Short-Term Forecasting Methods

This year, the Spring Forecasting Experiment is focusing on the Day 1 time period more than ever before, eschewing the long lead-time forecasts that we have made in previous years in favor of honing in on timing information and allowing participants to delve into the data. Since more data than ever before is available within the drawing tool where participants draw their forecasts, we’re excited to see how participants probe the new data within the various ensemble subsets.

One short-term experimental forecast product being generated on the Innovation Desk this year are Potential Severe Timing (PST) areas, which indicate which 4-hr period severe weather will occur in over the general area of 15% probability of severe. By identifying the timing of the severe event and displaying all of the timing contours on one graphic, the end product is hoped to be valuable for emergency managers and broadcasters for their advance planning. Small groups of participants generate these forecasts around subsets of the CLUE and HREFv2 ensembles, meaning that on any given day we’ll ideally have 5 separate sets of PSTs. After the participants separate into their small groups and issue their forecasts, we ask them to come back together and brief one another on what their particular ensemble subset was doing. This way, each group of participants can delve into the data from their subset more deeply than if the activity were to take place as one large group. This briefing period also allows the participants to be exposed to different lines of reasoning in issuing their forecasts, and has thus far sparked several good discussions.

Here are the PSTs from 3 May 2017, or Thursday of last week:The different ensemble subset groups compose the top row and the left and middle section of the bottom row, while the bottom right hand panel shows the forecast from the expert forecaster facilitator on the Innovation Desk. Several different strategies are evident within the panels, including some groups that chose not to indicate timing areas for all of the 15% area of our full-period outlook (shown below).

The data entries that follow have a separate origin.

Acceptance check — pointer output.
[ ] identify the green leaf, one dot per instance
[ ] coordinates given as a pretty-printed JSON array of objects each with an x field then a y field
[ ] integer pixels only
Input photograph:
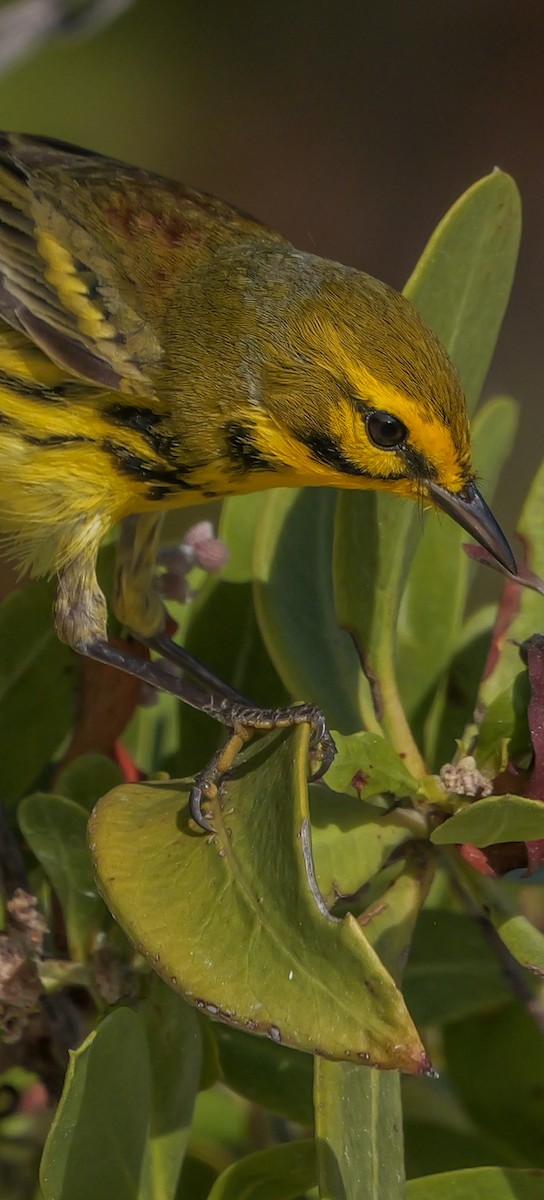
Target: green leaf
[
  {"x": 55, "y": 831},
  {"x": 88, "y": 778},
  {"x": 276, "y": 1077},
  {"x": 504, "y": 720},
  {"x": 389, "y": 923},
  {"x": 352, "y": 840},
  {"x": 378, "y": 765},
  {"x": 372, "y": 543},
  {"x": 231, "y": 921},
  {"x": 460, "y": 286},
  {"x": 478, "y": 1183},
  {"x": 238, "y": 529},
  {"x": 431, "y": 1146},
  {"x": 359, "y": 1114},
  {"x": 358, "y": 1131},
  {"x": 477, "y": 1049},
  {"x": 97, "y": 1139},
  {"x": 492, "y": 820},
  {"x": 293, "y": 595},
  {"x": 450, "y": 971},
  {"x": 464, "y": 279},
  {"x": 278, "y": 1174},
  {"x": 37, "y": 677},
  {"x": 174, "y": 1049},
  {"x": 443, "y": 724}
]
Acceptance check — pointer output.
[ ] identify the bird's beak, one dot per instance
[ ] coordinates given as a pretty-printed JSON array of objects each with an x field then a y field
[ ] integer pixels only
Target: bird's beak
[{"x": 470, "y": 510}]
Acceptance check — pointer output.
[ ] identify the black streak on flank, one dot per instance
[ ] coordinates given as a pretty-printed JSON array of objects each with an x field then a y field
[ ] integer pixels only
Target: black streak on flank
[
  {"x": 144, "y": 420},
  {"x": 243, "y": 454},
  {"x": 326, "y": 449},
  {"x": 55, "y": 395},
  {"x": 143, "y": 468},
  {"x": 54, "y": 439}
]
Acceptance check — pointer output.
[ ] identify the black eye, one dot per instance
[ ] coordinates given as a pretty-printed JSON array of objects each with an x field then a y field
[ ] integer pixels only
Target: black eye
[{"x": 386, "y": 431}]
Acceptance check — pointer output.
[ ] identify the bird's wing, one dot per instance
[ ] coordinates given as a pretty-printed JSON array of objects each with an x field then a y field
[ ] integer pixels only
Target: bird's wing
[{"x": 90, "y": 252}]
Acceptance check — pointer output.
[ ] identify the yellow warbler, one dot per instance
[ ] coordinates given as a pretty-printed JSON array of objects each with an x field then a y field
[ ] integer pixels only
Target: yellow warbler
[{"x": 160, "y": 347}]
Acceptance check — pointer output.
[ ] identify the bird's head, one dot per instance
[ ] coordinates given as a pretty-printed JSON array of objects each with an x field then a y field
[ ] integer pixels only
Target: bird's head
[{"x": 365, "y": 396}]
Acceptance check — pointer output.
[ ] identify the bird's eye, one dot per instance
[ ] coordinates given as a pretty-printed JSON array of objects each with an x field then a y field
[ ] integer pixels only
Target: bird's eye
[{"x": 384, "y": 430}]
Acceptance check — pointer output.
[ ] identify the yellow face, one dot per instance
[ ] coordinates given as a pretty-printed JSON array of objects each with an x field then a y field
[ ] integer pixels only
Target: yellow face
[
  {"x": 353, "y": 427},
  {"x": 360, "y": 394}
]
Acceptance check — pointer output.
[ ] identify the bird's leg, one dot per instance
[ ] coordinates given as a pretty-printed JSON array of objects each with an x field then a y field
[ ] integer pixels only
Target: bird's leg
[
  {"x": 136, "y": 599},
  {"x": 81, "y": 621}
]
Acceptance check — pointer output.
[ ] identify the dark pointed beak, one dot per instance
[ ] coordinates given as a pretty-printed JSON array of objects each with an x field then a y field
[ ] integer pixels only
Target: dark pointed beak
[{"x": 470, "y": 510}]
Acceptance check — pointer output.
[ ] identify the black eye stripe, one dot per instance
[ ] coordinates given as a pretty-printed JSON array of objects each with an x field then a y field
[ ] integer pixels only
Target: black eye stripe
[{"x": 386, "y": 430}]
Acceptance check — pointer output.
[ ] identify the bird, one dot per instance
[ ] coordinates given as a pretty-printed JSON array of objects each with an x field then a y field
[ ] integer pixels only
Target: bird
[{"x": 160, "y": 347}]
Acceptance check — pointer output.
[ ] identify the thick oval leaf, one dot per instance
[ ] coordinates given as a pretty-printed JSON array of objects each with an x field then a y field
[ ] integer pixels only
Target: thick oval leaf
[
  {"x": 280, "y": 1174},
  {"x": 359, "y": 1115},
  {"x": 97, "y": 1140},
  {"x": 460, "y": 286},
  {"x": 464, "y": 279},
  {"x": 293, "y": 595},
  {"x": 377, "y": 766},
  {"x": 37, "y": 678},
  {"x": 478, "y": 1183},
  {"x": 492, "y": 820},
  {"x": 352, "y": 840},
  {"x": 174, "y": 1049},
  {"x": 276, "y": 1077},
  {"x": 55, "y": 831},
  {"x": 232, "y": 922}
]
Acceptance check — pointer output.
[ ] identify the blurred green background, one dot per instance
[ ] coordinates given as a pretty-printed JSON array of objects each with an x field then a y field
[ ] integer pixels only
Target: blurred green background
[{"x": 350, "y": 126}]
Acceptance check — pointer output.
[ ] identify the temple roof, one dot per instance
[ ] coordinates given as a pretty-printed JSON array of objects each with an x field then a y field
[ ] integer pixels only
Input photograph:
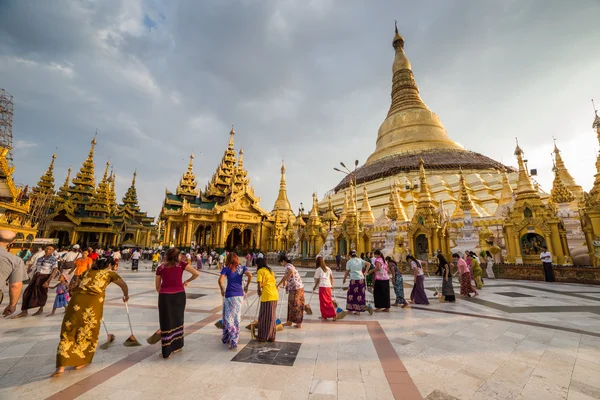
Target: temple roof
[{"x": 435, "y": 159}]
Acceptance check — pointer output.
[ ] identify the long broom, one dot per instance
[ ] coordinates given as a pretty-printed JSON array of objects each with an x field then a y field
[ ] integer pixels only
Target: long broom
[
  {"x": 110, "y": 337},
  {"x": 279, "y": 325},
  {"x": 131, "y": 340},
  {"x": 341, "y": 314}
]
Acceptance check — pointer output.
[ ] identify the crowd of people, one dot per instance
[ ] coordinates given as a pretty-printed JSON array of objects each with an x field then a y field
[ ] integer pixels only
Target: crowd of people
[{"x": 81, "y": 276}]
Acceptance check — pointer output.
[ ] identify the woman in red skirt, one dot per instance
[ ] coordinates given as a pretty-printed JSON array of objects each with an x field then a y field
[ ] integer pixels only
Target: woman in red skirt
[{"x": 324, "y": 281}]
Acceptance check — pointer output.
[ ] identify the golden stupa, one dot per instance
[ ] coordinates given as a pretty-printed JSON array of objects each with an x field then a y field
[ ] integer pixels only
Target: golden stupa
[{"x": 412, "y": 132}]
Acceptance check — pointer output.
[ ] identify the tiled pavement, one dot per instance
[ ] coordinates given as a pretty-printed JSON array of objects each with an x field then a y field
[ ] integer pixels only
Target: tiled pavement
[{"x": 518, "y": 340}]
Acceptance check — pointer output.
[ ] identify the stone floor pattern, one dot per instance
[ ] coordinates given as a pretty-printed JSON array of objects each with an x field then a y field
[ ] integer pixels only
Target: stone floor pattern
[{"x": 517, "y": 340}]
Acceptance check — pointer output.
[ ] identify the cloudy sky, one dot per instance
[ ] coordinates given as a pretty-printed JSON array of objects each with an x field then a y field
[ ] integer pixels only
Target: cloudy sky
[{"x": 306, "y": 80}]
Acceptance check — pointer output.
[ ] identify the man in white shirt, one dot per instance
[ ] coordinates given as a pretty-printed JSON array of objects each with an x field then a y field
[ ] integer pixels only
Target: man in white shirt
[
  {"x": 546, "y": 258},
  {"x": 36, "y": 293},
  {"x": 117, "y": 258},
  {"x": 135, "y": 260}
]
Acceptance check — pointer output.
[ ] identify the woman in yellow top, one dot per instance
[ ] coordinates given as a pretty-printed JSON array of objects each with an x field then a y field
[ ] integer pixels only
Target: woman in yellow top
[{"x": 269, "y": 295}]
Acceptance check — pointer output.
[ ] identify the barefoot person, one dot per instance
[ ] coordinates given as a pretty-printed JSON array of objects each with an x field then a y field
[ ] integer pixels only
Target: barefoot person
[
  {"x": 36, "y": 294},
  {"x": 356, "y": 297},
  {"x": 81, "y": 324},
  {"x": 12, "y": 268},
  {"x": 324, "y": 281},
  {"x": 295, "y": 289},
  {"x": 171, "y": 301},
  {"x": 233, "y": 298}
]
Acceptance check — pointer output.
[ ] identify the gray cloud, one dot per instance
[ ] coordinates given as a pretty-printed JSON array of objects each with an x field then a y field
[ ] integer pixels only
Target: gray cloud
[{"x": 304, "y": 80}]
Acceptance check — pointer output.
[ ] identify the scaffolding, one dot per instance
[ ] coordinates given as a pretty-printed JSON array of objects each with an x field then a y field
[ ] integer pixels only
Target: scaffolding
[{"x": 6, "y": 113}]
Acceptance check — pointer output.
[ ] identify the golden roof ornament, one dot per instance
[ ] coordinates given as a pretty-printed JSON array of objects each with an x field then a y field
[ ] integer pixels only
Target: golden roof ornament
[
  {"x": 560, "y": 193},
  {"x": 46, "y": 182},
  {"x": 410, "y": 126},
  {"x": 525, "y": 188},
  {"x": 187, "y": 184},
  {"x": 366, "y": 213},
  {"x": 565, "y": 176},
  {"x": 282, "y": 202}
]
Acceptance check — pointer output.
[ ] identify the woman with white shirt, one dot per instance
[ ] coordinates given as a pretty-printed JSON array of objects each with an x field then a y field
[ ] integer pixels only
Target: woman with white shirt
[
  {"x": 324, "y": 281},
  {"x": 417, "y": 295},
  {"x": 355, "y": 299}
]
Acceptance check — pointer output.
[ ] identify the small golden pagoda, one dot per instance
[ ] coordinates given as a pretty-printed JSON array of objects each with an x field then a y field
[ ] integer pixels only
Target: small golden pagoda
[
  {"x": 532, "y": 224},
  {"x": 226, "y": 215},
  {"x": 86, "y": 214}
]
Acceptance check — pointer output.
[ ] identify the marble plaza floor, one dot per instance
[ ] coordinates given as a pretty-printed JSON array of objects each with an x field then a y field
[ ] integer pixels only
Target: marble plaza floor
[{"x": 517, "y": 340}]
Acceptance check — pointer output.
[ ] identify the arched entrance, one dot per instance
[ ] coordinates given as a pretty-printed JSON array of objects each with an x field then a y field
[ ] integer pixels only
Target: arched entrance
[
  {"x": 531, "y": 244},
  {"x": 234, "y": 240},
  {"x": 421, "y": 247}
]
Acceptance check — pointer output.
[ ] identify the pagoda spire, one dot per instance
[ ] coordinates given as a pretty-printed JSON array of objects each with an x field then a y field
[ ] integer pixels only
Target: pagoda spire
[
  {"x": 84, "y": 183},
  {"x": 507, "y": 193},
  {"x": 410, "y": 126},
  {"x": 46, "y": 182},
  {"x": 396, "y": 208},
  {"x": 130, "y": 201},
  {"x": 366, "y": 213},
  {"x": 560, "y": 193},
  {"x": 187, "y": 184},
  {"x": 99, "y": 204},
  {"x": 565, "y": 176},
  {"x": 282, "y": 202},
  {"x": 465, "y": 203},
  {"x": 424, "y": 192},
  {"x": 525, "y": 188}
]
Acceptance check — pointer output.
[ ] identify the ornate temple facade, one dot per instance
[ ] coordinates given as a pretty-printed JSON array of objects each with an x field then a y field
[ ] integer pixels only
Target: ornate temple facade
[
  {"x": 88, "y": 214},
  {"x": 226, "y": 214}
]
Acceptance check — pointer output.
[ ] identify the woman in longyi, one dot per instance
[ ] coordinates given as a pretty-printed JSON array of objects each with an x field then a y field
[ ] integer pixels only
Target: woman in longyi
[{"x": 81, "y": 323}]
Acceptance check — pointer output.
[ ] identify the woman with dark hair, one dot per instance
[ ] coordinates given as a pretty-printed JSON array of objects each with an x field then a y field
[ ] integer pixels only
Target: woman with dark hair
[
  {"x": 417, "y": 295},
  {"x": 447, "y": 286},
  {"x": 171, "y": 301},
  {"x": 233, "y": 298},
  {"x": 81, "y": 324},
  {"x": 269, "y": 295},
  {"x": 295, "y": 290},
  {"x": 381, "y": 283},
  {"x": 398, "y": 282},
  {"x": 324, "y": 281}
]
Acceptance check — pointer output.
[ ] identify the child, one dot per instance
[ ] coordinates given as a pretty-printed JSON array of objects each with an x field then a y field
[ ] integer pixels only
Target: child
[
  {"x": 155, "y": 259},
  {"x": 62, "y": 293}
]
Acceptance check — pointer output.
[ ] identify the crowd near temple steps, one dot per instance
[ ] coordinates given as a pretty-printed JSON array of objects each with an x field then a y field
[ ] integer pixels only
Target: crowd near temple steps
[{"x": 422, "y": 223}]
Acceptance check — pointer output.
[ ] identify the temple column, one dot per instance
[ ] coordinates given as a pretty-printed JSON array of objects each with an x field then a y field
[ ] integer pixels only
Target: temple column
[{"x": 558, "y": 249}]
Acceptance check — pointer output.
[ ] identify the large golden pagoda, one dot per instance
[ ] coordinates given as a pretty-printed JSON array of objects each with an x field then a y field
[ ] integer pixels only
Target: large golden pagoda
[{"x": 86, "y": 214}]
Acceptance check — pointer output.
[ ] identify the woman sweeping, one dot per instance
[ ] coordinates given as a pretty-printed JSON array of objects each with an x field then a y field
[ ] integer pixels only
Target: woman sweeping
[
  {"x": 81, "y": 323},
  {"x": 381, "y": 284},
  {"x": 417, "y": 295},
  {"x": 356, "y": 296},
  {"x": 269, "y": 295},
  {"x": 398, "y": 281},
  {"x": 171, "y": 301},
  {"x": 324, "y": 281},
  {"x": 465, "y": 276},
  {"x": 233, "y": 298},
  {"x": 447, "y": 286},
  {"x": 476, "y": 269},
  {"x": 295, "y": 289}
]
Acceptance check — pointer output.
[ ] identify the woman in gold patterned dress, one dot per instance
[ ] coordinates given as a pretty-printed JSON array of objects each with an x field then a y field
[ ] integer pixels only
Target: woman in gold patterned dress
[{"x": 81, "y": 324}]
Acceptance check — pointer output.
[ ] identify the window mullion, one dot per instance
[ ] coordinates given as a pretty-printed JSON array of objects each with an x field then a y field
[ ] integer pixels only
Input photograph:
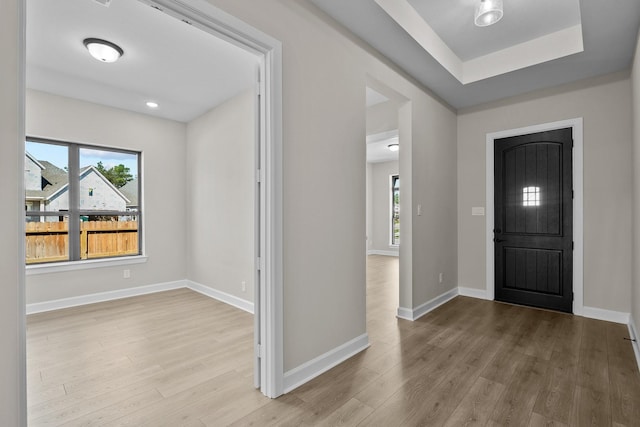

 The reasoning from the groups for their different areas gave insight into the model performance as well as the different forecasting strategies employed by the different groups of people. The group using the HREFv2 decided not to use the NMMB member when generating their forecasts, because the depiction of morning convection was so poor. The HRRRE group had very large areas, which they attribute to the large spread within the HRRRE. The NCAR group decided to discount the guidance in the north of the domain, because of erroneous convection in the northern domain. Instead, they felt more confident in the southern areas where the ensemble was producing supercells. Their group thought that the thermodynamics of the northern area was less conducive to supercellular convection. The group using the mixed physics ensemble from CAPS placed their first area based on where they thought convective initiation would occur, indicating that they thought convection would quickly become severe. Their southern PST was very late to cover any severe threat overnight, but they considered that it might be more of a flood threat (which we do not forecast for in the Spring Forecasting Experiment). The stochastic physics group (another ensemble run by CAPS), on the other hand, had an ensemble which showed almost no signal in the southern area of interest. It also showed a later signal than the other ensembles, contributing to the spread in the time of the first PST.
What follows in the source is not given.